The desire to fit in, to be a welcome and accepted part of a group, can be a powerful thing -- especially if you feel so different.

Disclosure

The following is a part of a letter I once read while in a chat room. I reprint it here (minus names) because it refers to attitudes and values that I come across in other transgendered women from time to time. At the time I read it I was starting to be depressed and a few days later I was suicidal. It helped me get in this mood because it implied a lonely and futile existence at the end of transition.

  ...I was at a support meeting once, and a post-op woman showed up. She was dressed in blue jeans and a T-shirt, and wasn't wearing make-up. But her hair, voice, mannerisms, and face were so genetic and authentic that we all wondered who she was there to support. When she said she was post-op we were shocked!

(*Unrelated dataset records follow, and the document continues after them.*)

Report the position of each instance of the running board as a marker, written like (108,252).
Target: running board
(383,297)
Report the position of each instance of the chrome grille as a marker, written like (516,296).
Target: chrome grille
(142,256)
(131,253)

Here we were, all dressed to the hilt, and here she was, so casual, laid back and natural, that it was almost impossible to imagine her as anything else but the genuine article. She told here story, though, and we understood why she was there. She was so successful in her new role that not one of her current friends knew. She was in her twenties and in college, and lived her woman's life to the fullest. But, she said, over time the pressure built up that there were so many things about her life she couldn't share - so many things that were a part of her or a part of her past that she had to keep to herself. So, once a year she came to one support group meeting to have the chance to be open with others about all of herself - about all of the things she couldn't talk about with even one other person over the rest of the year.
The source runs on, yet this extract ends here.